Marriott has said it has taken measures to investigate and address a data security incident involving the Starwood guest reservation database.
As many as 500 million guests might have been impacted by the incident, with credit card, address and other details potentially compromised.
The company revealed today that there was “unauthorised access to the database”, which contained guest information relating to reservations at Starwood properties on or before September 10th.
On September 8th, Marriott received an alert from an internal security tool regarding an attempt to access the Starwood guest reservation database in the United States.
The company then engaged security experts to help determine what occurred.
Marriott learned during the investigation that there had been unauthorised access to the Starwood network since 2014.
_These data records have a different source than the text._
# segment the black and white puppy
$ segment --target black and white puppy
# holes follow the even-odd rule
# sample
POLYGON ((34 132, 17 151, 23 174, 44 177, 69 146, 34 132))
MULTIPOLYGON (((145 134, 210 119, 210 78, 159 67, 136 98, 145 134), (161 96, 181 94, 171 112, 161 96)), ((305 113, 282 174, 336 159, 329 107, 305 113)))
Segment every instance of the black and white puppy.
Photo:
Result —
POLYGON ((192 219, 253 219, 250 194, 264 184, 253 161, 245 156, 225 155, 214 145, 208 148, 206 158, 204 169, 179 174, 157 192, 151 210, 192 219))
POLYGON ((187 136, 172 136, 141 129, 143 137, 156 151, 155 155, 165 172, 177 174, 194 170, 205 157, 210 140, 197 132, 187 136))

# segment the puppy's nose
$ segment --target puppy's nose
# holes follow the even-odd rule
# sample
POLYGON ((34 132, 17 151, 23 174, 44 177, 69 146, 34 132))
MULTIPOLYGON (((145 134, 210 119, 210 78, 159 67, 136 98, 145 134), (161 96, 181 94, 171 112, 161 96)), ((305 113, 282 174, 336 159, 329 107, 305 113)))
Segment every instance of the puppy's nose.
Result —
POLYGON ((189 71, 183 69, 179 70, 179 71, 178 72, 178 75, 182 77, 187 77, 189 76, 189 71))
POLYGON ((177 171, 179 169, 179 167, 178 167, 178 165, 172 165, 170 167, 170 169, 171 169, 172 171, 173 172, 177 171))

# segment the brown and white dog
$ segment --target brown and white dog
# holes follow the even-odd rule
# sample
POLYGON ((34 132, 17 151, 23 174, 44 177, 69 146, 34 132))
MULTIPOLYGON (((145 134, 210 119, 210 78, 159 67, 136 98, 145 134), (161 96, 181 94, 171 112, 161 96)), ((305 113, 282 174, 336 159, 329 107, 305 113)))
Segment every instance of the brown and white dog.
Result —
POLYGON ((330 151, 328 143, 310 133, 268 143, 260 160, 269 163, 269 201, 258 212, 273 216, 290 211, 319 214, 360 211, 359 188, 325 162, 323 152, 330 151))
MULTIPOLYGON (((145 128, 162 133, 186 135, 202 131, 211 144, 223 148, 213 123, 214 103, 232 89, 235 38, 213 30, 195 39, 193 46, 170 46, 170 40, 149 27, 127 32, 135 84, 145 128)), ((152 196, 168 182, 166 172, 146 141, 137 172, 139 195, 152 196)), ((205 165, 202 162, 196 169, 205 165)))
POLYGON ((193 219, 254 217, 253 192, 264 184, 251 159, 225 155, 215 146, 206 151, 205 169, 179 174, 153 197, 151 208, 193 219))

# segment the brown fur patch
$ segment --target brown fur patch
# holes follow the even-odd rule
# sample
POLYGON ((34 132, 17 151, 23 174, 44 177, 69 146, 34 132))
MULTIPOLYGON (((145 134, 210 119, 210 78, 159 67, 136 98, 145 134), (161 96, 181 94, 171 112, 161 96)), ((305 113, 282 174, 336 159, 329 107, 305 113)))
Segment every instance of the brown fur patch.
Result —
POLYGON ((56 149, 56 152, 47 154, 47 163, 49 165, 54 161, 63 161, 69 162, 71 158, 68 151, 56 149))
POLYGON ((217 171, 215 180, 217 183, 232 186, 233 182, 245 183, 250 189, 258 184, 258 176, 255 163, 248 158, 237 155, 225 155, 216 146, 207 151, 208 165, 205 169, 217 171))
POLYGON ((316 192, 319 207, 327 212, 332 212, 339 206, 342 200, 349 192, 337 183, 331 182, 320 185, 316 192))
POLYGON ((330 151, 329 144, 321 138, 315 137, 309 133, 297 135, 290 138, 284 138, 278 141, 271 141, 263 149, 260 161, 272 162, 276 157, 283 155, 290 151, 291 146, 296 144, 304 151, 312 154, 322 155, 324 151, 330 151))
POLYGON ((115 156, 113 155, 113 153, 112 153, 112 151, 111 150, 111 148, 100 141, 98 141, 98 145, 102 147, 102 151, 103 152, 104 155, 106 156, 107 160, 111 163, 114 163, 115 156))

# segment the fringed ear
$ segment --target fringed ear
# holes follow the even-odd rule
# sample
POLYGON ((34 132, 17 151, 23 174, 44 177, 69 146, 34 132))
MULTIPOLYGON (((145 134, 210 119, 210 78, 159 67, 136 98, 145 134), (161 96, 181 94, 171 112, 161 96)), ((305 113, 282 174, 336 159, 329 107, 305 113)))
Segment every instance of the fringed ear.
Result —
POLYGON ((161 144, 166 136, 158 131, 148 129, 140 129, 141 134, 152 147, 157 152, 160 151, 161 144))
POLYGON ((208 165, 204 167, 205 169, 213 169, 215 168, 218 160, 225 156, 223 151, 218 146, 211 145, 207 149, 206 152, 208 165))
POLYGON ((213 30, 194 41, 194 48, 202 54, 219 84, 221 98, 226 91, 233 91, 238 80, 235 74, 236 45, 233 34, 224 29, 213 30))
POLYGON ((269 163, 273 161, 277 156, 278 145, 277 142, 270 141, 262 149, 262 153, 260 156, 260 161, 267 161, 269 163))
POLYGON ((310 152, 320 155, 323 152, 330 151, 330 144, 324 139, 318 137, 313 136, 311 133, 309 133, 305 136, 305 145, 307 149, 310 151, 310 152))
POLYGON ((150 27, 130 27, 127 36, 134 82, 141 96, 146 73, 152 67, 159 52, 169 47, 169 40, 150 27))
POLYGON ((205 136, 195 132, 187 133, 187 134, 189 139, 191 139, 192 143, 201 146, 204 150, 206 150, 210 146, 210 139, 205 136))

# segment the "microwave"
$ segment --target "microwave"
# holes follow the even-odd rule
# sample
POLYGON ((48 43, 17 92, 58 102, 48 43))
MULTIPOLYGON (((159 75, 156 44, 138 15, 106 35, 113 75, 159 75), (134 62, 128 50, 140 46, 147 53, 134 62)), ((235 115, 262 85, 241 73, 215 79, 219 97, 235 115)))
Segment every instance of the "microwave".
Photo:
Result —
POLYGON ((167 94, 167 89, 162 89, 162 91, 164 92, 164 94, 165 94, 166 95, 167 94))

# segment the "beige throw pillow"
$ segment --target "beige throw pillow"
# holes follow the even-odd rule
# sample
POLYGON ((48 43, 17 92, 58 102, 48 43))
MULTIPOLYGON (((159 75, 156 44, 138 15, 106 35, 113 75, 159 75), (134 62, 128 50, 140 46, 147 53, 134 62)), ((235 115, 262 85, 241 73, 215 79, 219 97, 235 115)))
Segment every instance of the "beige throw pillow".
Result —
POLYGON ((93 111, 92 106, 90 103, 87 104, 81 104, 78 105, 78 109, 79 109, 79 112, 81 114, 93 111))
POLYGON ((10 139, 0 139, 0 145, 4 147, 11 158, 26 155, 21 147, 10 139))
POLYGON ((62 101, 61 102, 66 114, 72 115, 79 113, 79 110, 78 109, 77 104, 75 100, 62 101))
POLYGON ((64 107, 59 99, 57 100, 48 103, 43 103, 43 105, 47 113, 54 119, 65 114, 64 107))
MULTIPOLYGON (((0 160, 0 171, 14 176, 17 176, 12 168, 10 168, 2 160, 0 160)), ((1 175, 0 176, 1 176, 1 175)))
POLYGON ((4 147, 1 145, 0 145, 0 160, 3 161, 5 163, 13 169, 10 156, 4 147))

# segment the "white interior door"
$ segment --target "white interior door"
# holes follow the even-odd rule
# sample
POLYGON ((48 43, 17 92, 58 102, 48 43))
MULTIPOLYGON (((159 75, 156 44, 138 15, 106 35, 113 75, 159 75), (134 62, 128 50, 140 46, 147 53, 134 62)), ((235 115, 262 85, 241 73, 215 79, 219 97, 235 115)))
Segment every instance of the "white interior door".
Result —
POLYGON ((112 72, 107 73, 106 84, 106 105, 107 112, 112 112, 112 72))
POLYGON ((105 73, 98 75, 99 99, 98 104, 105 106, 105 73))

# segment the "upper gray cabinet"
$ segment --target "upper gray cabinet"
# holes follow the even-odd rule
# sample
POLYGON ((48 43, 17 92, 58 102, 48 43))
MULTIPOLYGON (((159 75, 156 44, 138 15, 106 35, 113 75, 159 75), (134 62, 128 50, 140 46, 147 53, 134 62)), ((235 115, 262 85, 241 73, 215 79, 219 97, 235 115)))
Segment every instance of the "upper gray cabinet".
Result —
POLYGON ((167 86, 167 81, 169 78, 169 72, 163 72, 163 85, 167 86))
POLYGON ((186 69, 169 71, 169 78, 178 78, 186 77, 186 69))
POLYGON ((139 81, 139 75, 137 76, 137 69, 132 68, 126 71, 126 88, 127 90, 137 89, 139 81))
The company recently discovered that an unauthorised party had copied and encrypted information, and took steps towards removing it.
On November 19th, 2018, Marriott was able to decrypt the information and determined that the contents were from the Starwood guest reservation database.
“We deeply regret this incident happened,” said Arne Sorenson, Marriott president.
“We fell short of what our guests deserve and what we expect of ourselves.
“We are doing everything we can to support our guests, and using lessons learned to be better moving forward.”
The company has not finished identifying duplicate information in the database, but believes it contains information on up to approximately 500 million guests who made a reservation at a Starwood property.
For approximately 327 million of these guests, the information includes some combination of name, mailing address, phone number, email address, passport number, Starwood Preferred Guest account information, date of birth, gender, arrival and departure information, reservation date, and communication preferences.
For some, the information also includes payment card numbers and payment card expiration dates, but the payment card numbers were encrypted using Advanced Encryption Standard encryption.
There are two components needed to decrypt the payment card numbers, and at this point, Marriott has not been able to rule out the possibility that both were taken.
For the remaining guests, the information was limited to name and sometimes other data such as mailing address, email address, or other information.
Sorenson added: “Marriott is reaffirming our commitment to our guests around the world.
“We are working hard to ensure our guests have answers to questions about their personal information, with a dedicated website and call centre.
“We will also continue to support the efforts of law enforcement and to work with leading security experts to improve.
“Finally, we are devoting the resources necessary to phase out Starwood systems and accelerate the ongoing security enhancements to our network.”
Marriott reported this incident to law enforcement and continues to support their investigation.
The company has begun notifying regulatory authorities.